Suppose we have finitely generated abelian groups $G_1$ and $G_2$. Then there exists free groups $F_1$ and $F_2$ such that $F_i \stackrel{q_i}\rightarrow G_i$ maps the basis elements of $F_i$ to generators of $G_i$. Given a group homomorphism $g: G_1 \rightarrow G_2$, I want to define a map $f: F_1 \rightarrow F_2$ such that the following diagram commutes: \begin{array}{ccccc} F_1 & \stackrel{q_1}\rightarrow & G_1 & \rightarrow &0 \\ \downarrow f & & \downarrow g\\ F_2 & \stackrel{q_2}\rightarrow & G_2 & \rightarrow &0 \end{array} The obvious map is to let $f(x)$ be an/the element $y \in F_2$ such that $q_2(y) = g \circ q_1(x)$. I don't think that this is well defined in general though.
My question is then whether or not this map is ever well defined, or if we can construct a different map that is well defined?
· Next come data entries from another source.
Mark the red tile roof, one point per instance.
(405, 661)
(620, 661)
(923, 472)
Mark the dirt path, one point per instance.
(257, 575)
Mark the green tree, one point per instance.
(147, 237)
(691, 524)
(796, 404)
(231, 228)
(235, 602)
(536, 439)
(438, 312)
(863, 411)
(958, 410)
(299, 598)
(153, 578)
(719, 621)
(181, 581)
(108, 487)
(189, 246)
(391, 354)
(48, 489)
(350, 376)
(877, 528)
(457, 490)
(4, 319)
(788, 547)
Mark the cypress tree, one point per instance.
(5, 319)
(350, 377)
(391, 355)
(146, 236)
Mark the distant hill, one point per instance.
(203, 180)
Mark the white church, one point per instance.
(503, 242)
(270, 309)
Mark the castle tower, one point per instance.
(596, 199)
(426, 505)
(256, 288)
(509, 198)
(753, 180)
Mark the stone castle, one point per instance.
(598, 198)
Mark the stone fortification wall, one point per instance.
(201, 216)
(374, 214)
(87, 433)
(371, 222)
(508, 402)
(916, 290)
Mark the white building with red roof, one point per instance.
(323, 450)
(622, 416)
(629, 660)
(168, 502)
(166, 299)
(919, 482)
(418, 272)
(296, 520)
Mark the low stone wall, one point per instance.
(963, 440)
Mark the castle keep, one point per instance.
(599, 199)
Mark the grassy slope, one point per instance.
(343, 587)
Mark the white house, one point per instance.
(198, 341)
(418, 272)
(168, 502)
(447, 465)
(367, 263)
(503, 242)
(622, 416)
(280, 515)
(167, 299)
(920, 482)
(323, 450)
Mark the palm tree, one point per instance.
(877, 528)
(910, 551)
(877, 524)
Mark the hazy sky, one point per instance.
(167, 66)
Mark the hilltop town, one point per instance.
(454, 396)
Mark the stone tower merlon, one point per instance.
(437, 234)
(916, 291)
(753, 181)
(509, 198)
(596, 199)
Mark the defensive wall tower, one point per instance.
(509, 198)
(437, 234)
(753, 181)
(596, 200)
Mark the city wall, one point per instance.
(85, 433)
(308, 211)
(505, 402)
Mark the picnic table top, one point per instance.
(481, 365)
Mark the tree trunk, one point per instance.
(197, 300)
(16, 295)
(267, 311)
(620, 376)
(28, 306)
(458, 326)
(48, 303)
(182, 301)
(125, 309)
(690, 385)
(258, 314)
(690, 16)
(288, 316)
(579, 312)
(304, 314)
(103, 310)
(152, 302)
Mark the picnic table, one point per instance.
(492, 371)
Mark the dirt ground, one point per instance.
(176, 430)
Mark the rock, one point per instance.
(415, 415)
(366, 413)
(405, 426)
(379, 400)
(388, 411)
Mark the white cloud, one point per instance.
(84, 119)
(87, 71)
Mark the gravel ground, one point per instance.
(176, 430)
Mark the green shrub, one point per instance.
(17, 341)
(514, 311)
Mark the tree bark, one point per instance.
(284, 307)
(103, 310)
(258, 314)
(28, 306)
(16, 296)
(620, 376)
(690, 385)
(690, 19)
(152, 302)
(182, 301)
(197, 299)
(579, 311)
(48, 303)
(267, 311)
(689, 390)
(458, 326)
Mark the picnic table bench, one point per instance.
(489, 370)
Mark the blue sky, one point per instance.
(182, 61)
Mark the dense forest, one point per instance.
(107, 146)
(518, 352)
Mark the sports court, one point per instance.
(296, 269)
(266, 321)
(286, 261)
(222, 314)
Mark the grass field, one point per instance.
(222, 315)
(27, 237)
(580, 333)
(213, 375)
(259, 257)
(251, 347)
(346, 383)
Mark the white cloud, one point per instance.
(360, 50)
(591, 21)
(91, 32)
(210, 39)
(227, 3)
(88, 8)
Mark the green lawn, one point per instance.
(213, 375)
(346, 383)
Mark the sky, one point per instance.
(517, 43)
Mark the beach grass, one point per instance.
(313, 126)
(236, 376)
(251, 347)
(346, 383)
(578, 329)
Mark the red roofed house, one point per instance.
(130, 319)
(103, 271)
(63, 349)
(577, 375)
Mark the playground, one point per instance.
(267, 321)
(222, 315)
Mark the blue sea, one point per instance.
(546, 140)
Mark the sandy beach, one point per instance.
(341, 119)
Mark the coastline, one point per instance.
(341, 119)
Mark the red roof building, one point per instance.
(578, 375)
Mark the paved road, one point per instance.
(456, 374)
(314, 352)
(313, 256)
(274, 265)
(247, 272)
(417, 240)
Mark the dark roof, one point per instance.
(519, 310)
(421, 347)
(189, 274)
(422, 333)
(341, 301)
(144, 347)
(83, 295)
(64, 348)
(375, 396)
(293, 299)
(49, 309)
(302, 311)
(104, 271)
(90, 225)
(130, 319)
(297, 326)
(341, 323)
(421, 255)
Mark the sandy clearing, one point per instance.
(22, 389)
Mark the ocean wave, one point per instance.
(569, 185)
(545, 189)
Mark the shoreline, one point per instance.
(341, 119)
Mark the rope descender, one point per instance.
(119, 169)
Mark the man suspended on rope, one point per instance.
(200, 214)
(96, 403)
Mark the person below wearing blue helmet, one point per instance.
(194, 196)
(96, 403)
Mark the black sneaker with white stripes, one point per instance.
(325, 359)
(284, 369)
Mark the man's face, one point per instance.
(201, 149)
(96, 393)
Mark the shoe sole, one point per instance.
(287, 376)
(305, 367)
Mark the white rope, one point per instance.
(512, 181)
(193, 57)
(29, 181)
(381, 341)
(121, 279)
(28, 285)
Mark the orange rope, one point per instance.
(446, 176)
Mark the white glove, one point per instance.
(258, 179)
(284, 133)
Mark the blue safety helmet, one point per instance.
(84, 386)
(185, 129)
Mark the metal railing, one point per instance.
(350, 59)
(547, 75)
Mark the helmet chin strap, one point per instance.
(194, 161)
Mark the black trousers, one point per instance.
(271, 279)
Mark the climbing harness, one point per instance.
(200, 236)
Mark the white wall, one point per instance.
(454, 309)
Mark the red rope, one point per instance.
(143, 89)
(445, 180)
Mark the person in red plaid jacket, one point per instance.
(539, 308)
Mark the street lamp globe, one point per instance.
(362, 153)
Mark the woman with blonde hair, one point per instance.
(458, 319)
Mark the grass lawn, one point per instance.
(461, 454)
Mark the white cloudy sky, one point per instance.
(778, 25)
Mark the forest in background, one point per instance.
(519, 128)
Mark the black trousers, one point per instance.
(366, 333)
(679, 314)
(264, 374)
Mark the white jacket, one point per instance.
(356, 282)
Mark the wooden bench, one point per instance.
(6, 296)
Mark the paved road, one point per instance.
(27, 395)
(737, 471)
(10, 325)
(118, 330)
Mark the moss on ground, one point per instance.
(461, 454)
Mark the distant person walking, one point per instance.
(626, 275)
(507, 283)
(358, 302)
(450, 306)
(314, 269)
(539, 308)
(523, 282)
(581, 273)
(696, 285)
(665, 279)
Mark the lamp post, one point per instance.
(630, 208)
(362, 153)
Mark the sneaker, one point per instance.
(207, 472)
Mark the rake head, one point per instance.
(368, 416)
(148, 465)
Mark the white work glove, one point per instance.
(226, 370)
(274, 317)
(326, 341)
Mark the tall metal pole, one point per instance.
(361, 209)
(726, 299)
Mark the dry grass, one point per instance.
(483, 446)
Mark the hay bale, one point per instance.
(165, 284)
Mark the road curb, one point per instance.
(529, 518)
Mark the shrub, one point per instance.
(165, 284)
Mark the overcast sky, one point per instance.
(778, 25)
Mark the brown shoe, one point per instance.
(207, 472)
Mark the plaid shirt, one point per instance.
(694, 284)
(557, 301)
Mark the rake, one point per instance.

I can't think of any possible maps that may work.
Edit: I've thought about this, we need $f(x)$ to be an element of $q_2^{-1}(g\circ q_1(x))$. There may be several elements to choose from, but I don't think there's any danger in just choosing one for each basis element of $F_1$ and defining $f$ using our choices?